As someone working on value learning, I would like to emphasize that for what I see as realistic approaches, human values are not learned or stored as a big utility function over a single model of the world, instead they’re learned entangled with information about the world, and ways of thinking about the world, and weighing them against each other is a large part of the challenge.
So in large part I agree with you, and I totally agree that an AI will learn about my values faster and better by using different ways of understanding different values.
That said, I think your introduction is pretty bad, and you overrate human programmers.
First, introduction. You worry that an AI using a utility function will be bad because it won’t represent a fundamental difference between preference and religious taboo. To the reader, it sounds like either you’re misunderstanding utility functions, and think that a utility function can’t represent the behavioral consequences of this difference, or you’re saying that it’s important to you that the AI has a little metadata flag saying “religious taboo” inside of it even if there is no behavioral consequence.
Maybe both of these “bad impressions” are somewhat accurate. But you eventually get around to learning and generalization, where I think the actual benefit is, so that’s good :)
Second, your picture of how we get humans’ psychology knowledge into the AI is off. You seem to be picturing the programmers studying all these different ways of interpreting human behavior in terms of values and then designing, by hand, representations that the AI can use to learn those sorts of human values. This radically overestimates human programmers. You correctly point out that value learning is hard, and that if the AI learns the representations itself it’s hard to tell if it’s really capturing what we think is important, but this problem doesn’t go away if it’s humans doing the work!

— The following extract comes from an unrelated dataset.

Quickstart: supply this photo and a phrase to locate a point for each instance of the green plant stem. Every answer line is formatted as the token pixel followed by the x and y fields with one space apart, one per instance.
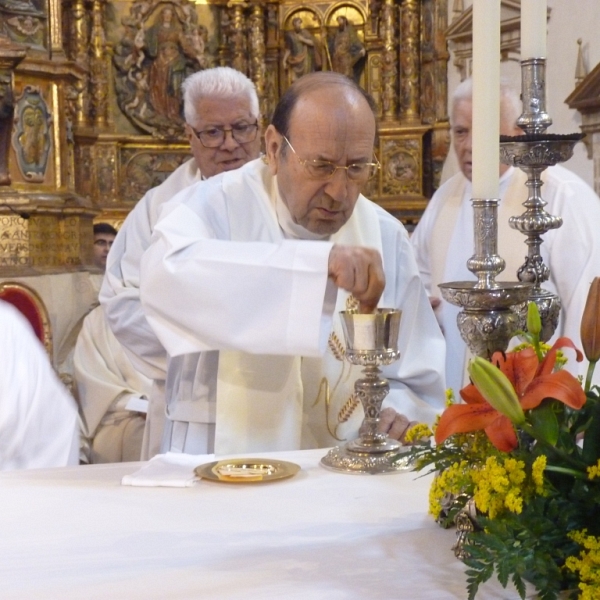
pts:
pixel 553 450
pixel 566 471
pixel 589 375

Just to clarify: I agree that there would be no point in an AI flagging different value types with a little metadata flag saying ‘religious taboo’ vs ‘food preference’ unless that metadata was computationally relevant to the kinds of learning, inference, generalization, and decision-making that the AI did. But my larger point was that humans treat these value types very differently in terms of decision-making (especially in social contexts), so true AI alignment would require that AI systems do too.
I wasn’t picturing human programmers designing value representations by hand for each value type. I don’t know how to take seriously the heterogeneity of value types when developing AI systems. I was just making an argument that we need to solve that problem somehow, if we actually want the AI to act in accordance with the way that humans treat different types of values differently.....
As someone working on value learning, I would like to emphasize that for what I see as realistic approaches, human values are not learned or stored as a big utility function over a single model of the world, instead they’re learned entangled with information about the world, and ways of thinking about the world, and weighing them against each other is a large part of the challenge.
So in large part I agree with you, and I totally agree that an AI will learn about my values faster and better by using different ways of understanding different values.
That said, I think your introduction is pretty bad, and you overrate human programmers.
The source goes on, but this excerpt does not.